Les concepts fonctionnent à la manière de symboles, c'est-à-dire que sous leurs dehors statiques, ils évoquent une réalité qui est autrement plus mouvante. C'est la superficialité qui en fait de vulgaires cases. Et cette superficialité est analogue à celle de l'homme qui ne verrait dans la forêt qu'un réservoir statique de ressources plutôt que quelque chose de vivant. Ou, pour donner un exemple plus philosophique, c'est comme si, lors d'une discussion sur la vérité, l'on ne traitait de celle-ci que sous un rapport statique ou logique, alors qu'il est aussi possible (et beaucoup plus intéressant) de réfléchir à la vérité en tant que chose qui participe de la vie des hommes - en se demandant par exemple avec Nietzsche quelle est la valeur de la vérité, ou de la volonté de vérité.

À raisonner dans le statique, on reste dans l'impersonnel. On acquiert une certaine érudition mais on reste dénué d'esprit. À réfléchir dans le symbolique, on acquiert de l'esprit, c'est-à-dire une profondeur qui enveloppe notre existence concrète. Du coup, notre pensée se meut hors des concepts et n'en reste pas tributaire.

Les idées et les concepts sont des représentations partiales et partielles d'éléments de la réalité! Des idées totalement dénuées de lien avec la réalité ne sont tout bonnement pas envisageables, il y aura toujours une source réelle, aussi déformée soit elle, par l'utilisation d'autres idées/analogies!

Pour reprendre ce que Nietzsche-junior a demandé, est ce que "de" est un concept? Le "de" ne représente rien de précis ( polysémique ), mais sert à faire des liens avec une certaine idée sous-jacente incluse dedans, comme d'origine, de destination ou de possession ou encore de liaisons par exemples.

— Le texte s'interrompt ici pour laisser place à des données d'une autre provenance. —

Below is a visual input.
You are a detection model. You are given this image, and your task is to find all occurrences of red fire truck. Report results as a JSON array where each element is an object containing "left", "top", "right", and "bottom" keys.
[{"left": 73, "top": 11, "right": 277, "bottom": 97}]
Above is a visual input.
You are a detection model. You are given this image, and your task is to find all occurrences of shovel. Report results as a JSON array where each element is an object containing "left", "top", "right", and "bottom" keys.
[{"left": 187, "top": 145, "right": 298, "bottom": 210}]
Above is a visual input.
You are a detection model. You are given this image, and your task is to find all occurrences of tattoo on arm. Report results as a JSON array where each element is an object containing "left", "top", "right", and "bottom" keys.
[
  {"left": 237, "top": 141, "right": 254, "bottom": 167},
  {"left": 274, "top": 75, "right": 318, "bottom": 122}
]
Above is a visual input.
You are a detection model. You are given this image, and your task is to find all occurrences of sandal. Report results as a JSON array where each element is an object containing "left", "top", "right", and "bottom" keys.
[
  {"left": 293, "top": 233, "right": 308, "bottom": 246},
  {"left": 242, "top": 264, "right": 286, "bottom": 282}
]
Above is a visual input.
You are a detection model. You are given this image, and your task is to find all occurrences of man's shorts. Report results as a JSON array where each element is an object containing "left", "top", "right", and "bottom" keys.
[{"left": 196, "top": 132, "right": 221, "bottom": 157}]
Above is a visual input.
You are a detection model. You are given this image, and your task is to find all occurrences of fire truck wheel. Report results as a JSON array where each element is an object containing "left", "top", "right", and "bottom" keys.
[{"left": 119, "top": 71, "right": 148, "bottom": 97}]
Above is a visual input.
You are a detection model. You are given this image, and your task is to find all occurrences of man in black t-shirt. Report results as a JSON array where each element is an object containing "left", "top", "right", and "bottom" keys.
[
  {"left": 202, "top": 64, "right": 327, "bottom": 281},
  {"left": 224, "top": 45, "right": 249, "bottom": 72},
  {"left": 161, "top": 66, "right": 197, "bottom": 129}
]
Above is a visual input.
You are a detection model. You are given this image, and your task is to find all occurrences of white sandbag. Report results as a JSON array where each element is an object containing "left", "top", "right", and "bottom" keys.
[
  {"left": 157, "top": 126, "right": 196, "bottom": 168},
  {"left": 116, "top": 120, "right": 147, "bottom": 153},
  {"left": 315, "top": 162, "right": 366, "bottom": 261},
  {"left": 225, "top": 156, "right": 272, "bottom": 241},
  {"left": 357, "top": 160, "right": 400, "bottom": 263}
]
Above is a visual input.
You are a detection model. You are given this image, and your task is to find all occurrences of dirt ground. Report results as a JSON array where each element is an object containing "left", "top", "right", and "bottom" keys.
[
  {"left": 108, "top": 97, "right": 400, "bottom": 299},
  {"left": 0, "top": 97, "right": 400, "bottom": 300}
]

Les noms propres sont des représentations par excellence, nos mots d'aujourd'hui ont acquis un dégré de raffinement/d'abstraction supérieur aux hiéroglyphes, mais n'en demeurent pas moins toujours des représentations plus ou moins complexes, voire des concepts définis à partir d'un ou plusieurs autres concepts! In fine chaque concept ou idée sont nécessairement rattachés à une portion de réalité, qui plus est, d'une manière ou d'une autre expérimentée, d'où la grande difficulté à un parent d'aider son enfant à faire ses premiers pas vers le langage, puisque basé forcément sur des expériences corrélatives.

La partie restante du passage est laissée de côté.